La Constitución y la crisis de los cincuenta
En su cuadragésimo séptimo aniversario, la Carta Magna del 78, que tan grandes servicios ha prestado, muestra indudables signos de fatiga en aquello que dejó a medio regular


El chantaje de Junts no es solo un incordio para la coalición gobernante en España; simboliza también cuáles son las líneas rojas que marca nuestra Constitución en lo referente a la capacidad de autogobierno de las comunidades autónomas. En su cuadragésimo séptimo aniversario, la Constitución del 78, que tan grandes servicios ha prestado, muestra indudables signos de fatiga en aquello que dejó a medio regular. Me refiero, claro está, a su Título VIII, la organización territorial del Estado, que ya desde sus inicios se ha movido a golpe de sentencias del Tribunal Constitucional y, sobre todo, de la creatividad política derivada del choque de fuerzas entre los dos grandes partidos y la dinámica centrífuga de eso que dimos en llamar “nacionalismo periférico”. Este devino en nuestro eje de conflicto más perturbador, muy por encima del de izquierda/derecha.
El salto cualitativo lo produjo el giro independentista del nacionalismo catalán, pero también la necesidad del bloque de izquierdas de contar con sus votos para poder gobernar, con la consiguiente tensión que sus demandas planteaban para establecer un mínimo de coherencia entre el valor de la igualdad, que es de izquierdas, y el establecimiento de privilegios económicos a determinadas comunidades.

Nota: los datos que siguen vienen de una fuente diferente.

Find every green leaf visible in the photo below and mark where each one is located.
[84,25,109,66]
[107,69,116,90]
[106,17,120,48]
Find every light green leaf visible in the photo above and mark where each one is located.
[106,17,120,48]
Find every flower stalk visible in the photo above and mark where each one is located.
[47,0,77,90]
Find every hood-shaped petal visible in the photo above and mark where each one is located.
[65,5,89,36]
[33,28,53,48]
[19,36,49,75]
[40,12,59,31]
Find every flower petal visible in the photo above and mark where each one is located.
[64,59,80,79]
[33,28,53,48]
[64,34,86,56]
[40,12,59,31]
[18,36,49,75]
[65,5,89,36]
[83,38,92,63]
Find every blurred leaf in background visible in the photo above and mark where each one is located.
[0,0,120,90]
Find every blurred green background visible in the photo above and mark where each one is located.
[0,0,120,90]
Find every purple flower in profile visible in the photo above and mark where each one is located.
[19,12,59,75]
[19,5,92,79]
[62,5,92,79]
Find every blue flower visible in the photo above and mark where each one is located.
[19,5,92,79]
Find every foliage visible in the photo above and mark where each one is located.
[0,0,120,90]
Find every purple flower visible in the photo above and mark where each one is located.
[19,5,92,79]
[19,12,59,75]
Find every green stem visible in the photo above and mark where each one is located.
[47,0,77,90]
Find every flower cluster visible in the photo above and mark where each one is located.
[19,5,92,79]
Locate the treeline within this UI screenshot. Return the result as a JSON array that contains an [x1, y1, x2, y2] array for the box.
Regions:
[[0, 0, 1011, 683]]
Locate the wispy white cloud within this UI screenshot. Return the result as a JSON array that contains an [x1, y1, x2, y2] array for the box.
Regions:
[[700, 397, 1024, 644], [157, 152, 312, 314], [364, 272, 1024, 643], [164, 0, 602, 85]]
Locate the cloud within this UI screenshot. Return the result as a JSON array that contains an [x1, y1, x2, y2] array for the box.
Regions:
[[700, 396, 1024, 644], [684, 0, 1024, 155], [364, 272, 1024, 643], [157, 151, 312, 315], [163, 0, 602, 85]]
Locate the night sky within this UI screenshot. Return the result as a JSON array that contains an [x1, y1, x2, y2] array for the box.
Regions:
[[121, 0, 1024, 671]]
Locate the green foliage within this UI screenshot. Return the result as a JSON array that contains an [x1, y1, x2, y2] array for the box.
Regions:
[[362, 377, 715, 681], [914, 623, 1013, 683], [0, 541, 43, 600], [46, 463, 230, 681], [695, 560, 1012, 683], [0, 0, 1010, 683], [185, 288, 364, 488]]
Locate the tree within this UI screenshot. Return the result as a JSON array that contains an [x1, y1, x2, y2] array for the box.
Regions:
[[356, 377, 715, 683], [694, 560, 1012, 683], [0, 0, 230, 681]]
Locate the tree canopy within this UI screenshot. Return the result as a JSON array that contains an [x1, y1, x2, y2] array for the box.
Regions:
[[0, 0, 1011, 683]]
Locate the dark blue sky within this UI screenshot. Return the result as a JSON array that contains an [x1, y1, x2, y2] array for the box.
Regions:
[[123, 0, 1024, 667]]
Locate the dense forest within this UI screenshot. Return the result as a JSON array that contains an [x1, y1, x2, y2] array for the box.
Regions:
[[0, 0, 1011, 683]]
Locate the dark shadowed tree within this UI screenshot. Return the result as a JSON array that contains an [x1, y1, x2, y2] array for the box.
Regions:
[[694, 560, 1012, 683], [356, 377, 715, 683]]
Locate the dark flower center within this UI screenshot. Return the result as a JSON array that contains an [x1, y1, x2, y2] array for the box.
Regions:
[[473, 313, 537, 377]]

La aspiración a un cupo catalán, solo previsto constitucionalmente para Euskadi, ha sido el mejor ejemplo de esta contradicción. Desde el otro frente, el de la derecha, hay un movimiento parecido, solo que en la dirección contraria, el giro centrípeto que propugna Vox. Una eventual victoria de este bloque sujetaría al PP a una importante presión para desandar el camino seguido hasta ahora. Aquí, de nuevo, la voluntad de poder volverá a poner en aprietos a los dictados constitucionales, atrapados por la pinza que presiona a los grandes partidos desde polos opuestos.
Sobre ese trasfondo me gustaría añadir tres observaciones. Uno: como muestra la dificultad por dar satisfacción a las demandas de Junts, las reclamaciones de mayor autogobierno han llegado prácticamente a los límites marcados por la Constitución, ya casi solo queda extender las concesiones a lo puramente económico. Dos: toda ulterior concesión de privilegios en este ámbito, que no es el simbólico-nacional, rompe el principio de equidad solidaria entre comunidades autónomas. Y tres: en la práctica, la organización del Estado acaba respondiendo más a las necesidades de la gobernabilidad que a la implementación de un modelo federal sustentado sobre principios claros y consensuados, deviene en una especie de zoco en el que se intercambian competencias y otros favores por votos parlamentarios. Es un milagro que no estén proliferando partidos regionalistas destinados casi exclusivamente a maximizar transferencias económicas a su favor y poder entrar también en este juego.
Se dirá que en gran medida en eso consiste la política, y así es, en efecto. Pero se supone que lo hace dentro de un marco de normas capaces de establecer un balance entre los imperativos de la diversidad, obligados en un país como España, y el principio de igualdad y solidaridad entre las diferentes comunidades autónomas. Esto es lo que creo que se ha roto o está a punto de quebrarse. Tanto por la radicalización de los nacionalismos periféricos como por la reacción que suscitan en el otro extremo, ambos deseosos de ir más allá de lo constitucionalmente permisible. Para cortar este nudo gordiano haría falta un acuerdo entre los dos grandes partidos, pero eso es justo lo que parece imposible, prefiriendo coquetear cada cual con su extremo respectivo. Es lo que hay, y su efecto sobre la Constitución ya se está haciendo sentir, aproximándose peligrosamente a eso que en nuestra biografía calificamos como crisis de los cincuenta, el momento de la reinvención. Solo que esta vez sin consenso.